After the NY times natural foods cookbook c 1973. This was a staple through grad school - it is tasty and cheap, can be done with no spices, and can be served with mounds of cheap rice. I omitted the eggplant for the version below, and added a small sprig of new thyme from the garden, as well as a can of tomato paste to thicken the sauce (to keep the zukes from overcooking by simply evaporating the water out, the zukes can overcook)

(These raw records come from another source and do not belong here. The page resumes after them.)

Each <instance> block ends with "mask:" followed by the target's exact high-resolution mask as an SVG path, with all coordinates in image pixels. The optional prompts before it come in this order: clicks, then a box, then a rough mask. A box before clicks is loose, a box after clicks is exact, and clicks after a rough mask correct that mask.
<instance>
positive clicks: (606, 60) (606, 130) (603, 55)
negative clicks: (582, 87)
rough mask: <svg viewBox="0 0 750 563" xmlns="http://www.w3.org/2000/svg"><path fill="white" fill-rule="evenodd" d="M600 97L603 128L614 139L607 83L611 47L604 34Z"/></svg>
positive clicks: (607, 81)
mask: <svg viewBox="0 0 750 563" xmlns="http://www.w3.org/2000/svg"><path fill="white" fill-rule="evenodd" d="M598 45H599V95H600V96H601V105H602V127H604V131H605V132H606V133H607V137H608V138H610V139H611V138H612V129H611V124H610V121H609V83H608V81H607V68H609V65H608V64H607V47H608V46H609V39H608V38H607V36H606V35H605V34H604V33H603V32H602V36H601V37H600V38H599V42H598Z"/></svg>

Cut into 1/2 to 3/4 inch pieces:
1 onion
zucchini to fill a large bowl
2 green peppers
4 large tomatoes with juices saved
smash 3 cloves of garlic to a paste
place in a large braising pan with the onions and add 3 to 4 T olive oil
set on medium and stir with a wooden spoon to wilt the onions
toss the zucchini with 3 to 4 T of Wondra or similar flour/starch
when onions are wilted, add all vegetables and juices
optional but really good: finely dice some old semi-dried mushrooms and throw them in with a small sprig of thyme
simmer till zucchini is translucent and peppers are cooked
add the contents of 1 6oz can of tomato paste
season with salt and lots of pepper
serve
*if fresh flavorful tomatoes are used (once a year if you are lucky), omit the tomato paste and do not add the zucchini until the mixture is thick like a stew, or the zucchini will overcook.